Renace el mito de "El Dorado"

"...En aquella laguna de Guatavita se hacía una gran balsa de juncos, y aderezábanla lo más vistoso que podían… A este tiempo estaba toda la laguna coronada de indios y encendida por toda la circunferencia, los indios e indias todos coronados de oro, plumas y chagualas… Desnudaban al heredero (...) y lo untaban con una liga pegajosa, y rociaban todo con oro en polvo, de manera que iba todo cubierto de ese metal. Metíanlo en la balsa, en la cual iba parado, y a los pies le ponían un gran montón de oro y esmeraldas para que ofreciese a su dios. Entraban con él en la barca cuatro caciques, los más principales, aderezados de plumería, coronas, brazaletes, chagualas y orejeras de oro, y también desnudos… Hacía el indio dorado su ofrecimiento echando todo el oro y esmeraldas que llevaba a los pies en medio de la laguna, seguíanse luego los demás caciques que le acompañaban. Concluida la ceremonia batían las banderas... Y partiendo la balsa a la tierra comenzaban la grita... Con corros de bailes y danzas a su modo. Con la cual ceremonia quedaba reconocido el nuevo electo por señor y príncipe."

El extracto anterior pertenece a la leyenda más difundida de nuestro continente: la legendaria ciudad de El Dorado.

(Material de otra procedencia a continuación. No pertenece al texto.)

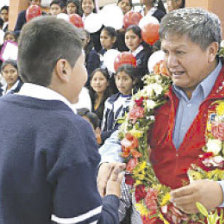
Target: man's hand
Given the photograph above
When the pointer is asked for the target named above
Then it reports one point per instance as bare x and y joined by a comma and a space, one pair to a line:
115, 179
103, 176
208, 193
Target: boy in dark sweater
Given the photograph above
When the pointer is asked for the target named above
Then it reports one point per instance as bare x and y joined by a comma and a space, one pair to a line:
48, 155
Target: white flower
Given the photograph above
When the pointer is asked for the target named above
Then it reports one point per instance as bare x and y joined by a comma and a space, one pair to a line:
150, 104
149, 90
153, 88
214, 146
216, 161
157, 88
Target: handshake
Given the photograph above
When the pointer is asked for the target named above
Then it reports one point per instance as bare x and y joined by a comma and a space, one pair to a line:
109, 178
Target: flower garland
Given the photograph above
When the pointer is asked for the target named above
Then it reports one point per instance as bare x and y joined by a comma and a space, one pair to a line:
152, 198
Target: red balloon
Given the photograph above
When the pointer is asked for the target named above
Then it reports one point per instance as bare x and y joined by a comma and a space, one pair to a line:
131, 18
124, 58
33, 11
76, 20
150, 33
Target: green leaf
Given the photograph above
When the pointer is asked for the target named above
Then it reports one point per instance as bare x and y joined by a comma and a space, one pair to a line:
202, 209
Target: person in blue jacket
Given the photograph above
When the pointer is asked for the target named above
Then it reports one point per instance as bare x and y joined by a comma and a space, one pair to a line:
48, 155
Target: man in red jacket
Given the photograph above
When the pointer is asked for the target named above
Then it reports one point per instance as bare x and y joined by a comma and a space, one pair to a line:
190, 39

Su origen se remonta a 1636, cuando Juan Rodríguez Freyle, cronista de la Conquista y del Descubrimiento del Nuevo Reino de Granada, escribe a su amigo Don Juan, gobernante de Guatavita, una carta donde narraba el ritual que encabeza este post.

Múltiples expediciones partieron desde aquel entonces en busca de este mítico lugar, miles de muertes, de conquistadores y nativos, oscurecen el brillo del precioso metal, ansias de poder que jamás se vieron saciadas, traen la desaparición de pueblos enteros e incluso de culturas ancestrales, y todo por el innecesario placer de contemplar un metal brillante.

Al paso de los años esta leyenda fue quedando en el olvido y hasta podría decirse que ha muerto, sin embargo no es así. La fabulosa ciudad de El Dorado ha sido encontrada. Escondida en lo más recóndito de la selva amazónica, a 3.600 metros sobre el nivel del mar, se halla el centro arqueológico La Joya, ciudad fundada por la cultura chachapoya, y protegida hasta nuestros días por los nativos.

Este impresionante lugar esta rodeado de grandes vetas de oro, conformado por cientos de edificaciones, en un área de diez hectáreas, es comparable por su monumentalidad a Machu Picchu.

Pero esta maravilla de la historia peruana corre un grave peligro, los saqueadores, buscadores de oro, que en nada se diferencian de aquellos primeros codiciosos aventureros, están destruyendo la historia con sus viles actos. Desde su fundación, los nativos de buen corazón han protegido con celo su patrimonio pero sus fuerzas ya no son suficientes para salvaguardar esta joya.

La comunidad nativa decidió pedir ayuda a la historiadora Maritza Villavicencio y al arqueólogo Wilmer Mondragón con la esperanza de que ellos puedan intervenir ante las autoridades para poner fin a los infames eventos.

Así es como este fabuloso lugar ha salido a la luz pública, y sin pretenderlo una leyenda renació, un mito vuelve a invadir las mentes y los corazones de millones de seres humanos. Espero en esta ocasión que seamos suficientemente cuerdos e inteligentes para amar la quimera, soñar la fábula y no traer el caos sobre la creación divina.